Millwall F.C. in European football
- Club: Millwall
- Seasons played: 1
- First entry: 2004–05 UEFA Cup
- Latest entry: 2004–05 UEFA Cup

= Millwall F.C. in European football =

English club in European football

Millwall Football Club is an English association football club based in South Bermondsey, London. They were founded in 1885 and first joined The Football League in 1920. Their first and only season playing in a major European cup competition was in 2004 when they qualified for the 2004–05 UEFA Cup. They had also played in the Anglo-Italian Cup

== 1992–93 Anglo-Italian Cup ==
Millwall were entered into the Anglo-Italian Cup for the first time in 1992. In their group they were drawn with Charlton Athletic and Portsmouth. However they failed to progress as they finished bottom of the group with a 2–1 loss to Charlton at The Old Den and a 1–1 draw with Portsmouth at Fratton Park.

== 1993–94 Anglo-Italian Cup ==
Millwall entered the Anglo-Italian Cup again in 1993. They were drawn with Charlton and Crystal Palace. However they again finished bottom of the group with a 3–0 loss to Crystal Palace at Selhurst Park and a 2–2 draw with Charlton at The Den.

== 2004–05 UEFA Cup ==
Millwall qualified for their first UEFA competition by reaching the final of the 2003–04 FA Cup. As their opponents Manchester United had already qualified for the UEFA Champions League by virtue of their placing in the 2003–04 Premier League, it was guaranteed that Millwall would play in the UEFA Cup, regardless of whether they won or lost the FA Cup final (in the event, they lost 3–0). In the first round they were drawn against Hungarian side Ferencvárosi TC. Millwall drew the first leg 1–1 at home at The New Den with Dennis Wise scoring Millwall's first European goal. Prior to the second leg, there was violence between the clubs' supporters; supporters of Millwall and Ferencváros both have reputations for football hooliganism. Two Millwall fans were stabbed in the hooligan violence. Millwall brought 3,000 fans to Budapest for the return leg, which the club lost 3–1 at Stadion Albert Flórián, going out 4–2 on aggregate. Ferencváros were later charged by UEFA for the violence and racist abuse during the second leg. There were reports that Millwall hooligans would be travelling to Edinburgh when Ferencváros were due to play Heart of Midlothian in later rounds; however, Millwall sent a security expert, who stated it was unlikely to happen due to the risk of arrest and spending Christmas in a Scottish prison.

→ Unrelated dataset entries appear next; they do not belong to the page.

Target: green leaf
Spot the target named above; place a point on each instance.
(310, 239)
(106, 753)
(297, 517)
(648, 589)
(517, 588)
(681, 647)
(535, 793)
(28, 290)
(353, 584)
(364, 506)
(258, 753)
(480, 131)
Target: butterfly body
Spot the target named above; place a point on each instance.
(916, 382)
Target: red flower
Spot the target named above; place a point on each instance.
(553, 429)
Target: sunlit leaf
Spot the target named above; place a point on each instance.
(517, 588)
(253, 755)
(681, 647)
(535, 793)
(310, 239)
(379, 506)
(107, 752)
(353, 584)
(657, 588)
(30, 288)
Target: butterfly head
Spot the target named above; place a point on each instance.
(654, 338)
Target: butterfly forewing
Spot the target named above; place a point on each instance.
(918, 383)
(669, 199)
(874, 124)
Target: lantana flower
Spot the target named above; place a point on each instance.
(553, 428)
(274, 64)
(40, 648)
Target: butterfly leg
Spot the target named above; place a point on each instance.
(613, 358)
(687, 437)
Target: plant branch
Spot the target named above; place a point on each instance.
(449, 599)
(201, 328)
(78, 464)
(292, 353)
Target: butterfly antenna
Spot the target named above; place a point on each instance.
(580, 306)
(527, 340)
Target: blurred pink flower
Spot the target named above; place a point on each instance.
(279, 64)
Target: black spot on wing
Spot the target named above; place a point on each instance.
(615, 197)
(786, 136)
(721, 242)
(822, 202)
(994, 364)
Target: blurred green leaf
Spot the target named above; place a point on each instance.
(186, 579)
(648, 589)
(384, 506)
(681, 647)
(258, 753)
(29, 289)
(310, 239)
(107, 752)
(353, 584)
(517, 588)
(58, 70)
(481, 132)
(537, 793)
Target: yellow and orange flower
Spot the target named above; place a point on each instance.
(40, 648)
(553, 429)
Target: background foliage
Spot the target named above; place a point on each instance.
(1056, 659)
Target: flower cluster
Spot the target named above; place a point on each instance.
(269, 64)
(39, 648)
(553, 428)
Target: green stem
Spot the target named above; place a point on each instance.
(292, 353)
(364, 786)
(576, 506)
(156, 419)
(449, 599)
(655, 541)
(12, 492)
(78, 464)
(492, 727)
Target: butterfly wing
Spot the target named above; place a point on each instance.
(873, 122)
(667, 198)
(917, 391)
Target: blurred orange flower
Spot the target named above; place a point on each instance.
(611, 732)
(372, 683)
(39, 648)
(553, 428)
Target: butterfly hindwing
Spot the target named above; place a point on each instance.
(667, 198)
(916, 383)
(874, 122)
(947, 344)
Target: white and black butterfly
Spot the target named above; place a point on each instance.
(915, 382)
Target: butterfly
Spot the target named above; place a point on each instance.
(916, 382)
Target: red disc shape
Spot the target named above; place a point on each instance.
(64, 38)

| Season | Competition | Round | Opposition | Score |
|---|---|---|---|---|
| 2004–05 | UEFA Cup | First round | HUN Ferencváros | 1–1 (H), 3–1 (A) |

== Aftermath ==
Since then, Millwall have played in leagues below the Premier League. In 2013, the club reached the semi-finals of the 2012–13 FA Cup. As the other finalist Manchester City had already qualified for Europe, the winner of the semi-final would have entered the 2013–14 UEFA Europa League. However, Millwall lost 2–0 to Wigan Athletic at Wembley Stadium and changes to UEFA qualifying criteria later meant that runners-up of the FA Cup would no longer enter the UEFA Europa League if the winners had already qualified for Europe.